HRW: Israel's ambulance bombing was no hoax

You remember when Israel bombed two ambulances in Lebanon back in July this year? You remember how a site called zombietime said it was a hoax by Hizbullah? You remember the Australian foreign minister, Alexander Downer, denouncing the original report? And you remember Engage running with the "it was a hoax" line, even stooping so low as to link, apparently approvingly, to Melanie Phillips's site? Ah good. Well Human Rights Watch has done a thorough investigation and the report is on The Alternative Information Centre site.
During the Israel-Hezbollah war, Israel was accused by Human Rights Watch and numerous local and international media outlets of attacking two Lebanese Red Cross ambulances in Qana on July 23, 2006. Following these accusations, some websites claimed that the attack on the ambulances “never happened” and was a Hezbollah-orchestrated “hoax,” a charge picked up by conservative commentators such as Oliver North. These claims attracted renewed
attention when the Australian foreign minister stated that “it is beyond serious dispute that this episode has all the makings of a hoax.”

In response, Human Rights Watch researchers carried out a more in-depth investigation of the Qana ambulance attacks. Our investigation involved detailed interviews with four of the six ambulance staff and the three wounded people in the ambulance, on-site visits to the Tibnine and Tyre Red Cross offices from which the ambulances originated to review their records and meet with supervisors, an examination of the ambulances that were struck, an on-site visit to the Qana site where the attack took place, and interviews with others such as international officials with the International Committee of the Red Cross who were involved in responding to the attack on the night it happened.

On the basis of this investigation, we conclude that the attack on the ambulances was not a hoax: Israeli forces attacked two Lebanese Red Cross ambulances that night in Qana, almost certainly with missiles fired from an Israeli drone flying overhead.

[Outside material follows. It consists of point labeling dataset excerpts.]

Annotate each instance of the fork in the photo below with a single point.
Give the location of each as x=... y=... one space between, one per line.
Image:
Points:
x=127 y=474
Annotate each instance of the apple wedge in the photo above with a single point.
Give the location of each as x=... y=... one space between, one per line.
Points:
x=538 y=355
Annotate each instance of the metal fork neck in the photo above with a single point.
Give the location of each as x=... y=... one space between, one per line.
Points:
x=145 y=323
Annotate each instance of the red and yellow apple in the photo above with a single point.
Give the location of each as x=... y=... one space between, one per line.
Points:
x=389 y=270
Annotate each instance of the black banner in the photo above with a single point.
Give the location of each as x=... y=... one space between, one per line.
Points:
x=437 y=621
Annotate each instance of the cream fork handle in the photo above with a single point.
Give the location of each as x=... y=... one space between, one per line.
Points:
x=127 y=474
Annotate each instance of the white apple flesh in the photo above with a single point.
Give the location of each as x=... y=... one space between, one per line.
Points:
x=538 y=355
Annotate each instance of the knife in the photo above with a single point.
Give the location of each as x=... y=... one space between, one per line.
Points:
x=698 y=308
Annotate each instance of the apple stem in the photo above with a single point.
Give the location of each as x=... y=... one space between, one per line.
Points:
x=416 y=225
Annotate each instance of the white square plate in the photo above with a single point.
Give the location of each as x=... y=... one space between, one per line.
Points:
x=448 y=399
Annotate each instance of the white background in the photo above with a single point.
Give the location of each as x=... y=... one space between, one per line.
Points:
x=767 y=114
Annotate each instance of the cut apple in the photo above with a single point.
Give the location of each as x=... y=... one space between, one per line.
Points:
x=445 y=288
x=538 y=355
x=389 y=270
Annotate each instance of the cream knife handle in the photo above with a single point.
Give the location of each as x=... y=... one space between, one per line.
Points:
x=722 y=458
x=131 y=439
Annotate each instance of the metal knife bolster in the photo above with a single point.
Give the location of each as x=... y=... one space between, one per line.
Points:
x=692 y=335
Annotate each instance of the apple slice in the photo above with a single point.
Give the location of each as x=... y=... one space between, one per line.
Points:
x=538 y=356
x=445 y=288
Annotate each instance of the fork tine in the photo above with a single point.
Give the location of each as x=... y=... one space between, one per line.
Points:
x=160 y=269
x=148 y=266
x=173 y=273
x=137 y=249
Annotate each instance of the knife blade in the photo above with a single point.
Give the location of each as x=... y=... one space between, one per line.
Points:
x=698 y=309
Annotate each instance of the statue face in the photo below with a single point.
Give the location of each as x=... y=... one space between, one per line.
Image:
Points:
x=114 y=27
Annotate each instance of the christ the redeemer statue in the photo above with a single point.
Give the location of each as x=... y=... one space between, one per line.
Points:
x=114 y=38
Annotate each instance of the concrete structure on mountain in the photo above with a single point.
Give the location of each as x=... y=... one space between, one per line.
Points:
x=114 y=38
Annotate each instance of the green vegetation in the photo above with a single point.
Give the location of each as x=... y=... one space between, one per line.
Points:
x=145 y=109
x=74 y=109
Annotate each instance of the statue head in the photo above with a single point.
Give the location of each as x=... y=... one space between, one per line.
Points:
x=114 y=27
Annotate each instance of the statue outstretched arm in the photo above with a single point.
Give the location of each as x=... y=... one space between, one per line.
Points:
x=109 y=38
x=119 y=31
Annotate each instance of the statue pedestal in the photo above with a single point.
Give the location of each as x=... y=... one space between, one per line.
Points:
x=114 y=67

The physical and testimonial evidence collected by Human Rights Watch disproves the allegations of a “hoax,” made by persons who never visited Lebanon and had no opportunity to assess the evidence first-hand. Those claiming a hoax relied on faulty conjectures based on a limited number of photographs of one of the ambulances.
Now in fairness to Engage they did an update when The Australian stood by its story. So I wonder if they will update now that the hoax story has itself been shown to be a hoax. I'm guessing Melanie Phillips won't.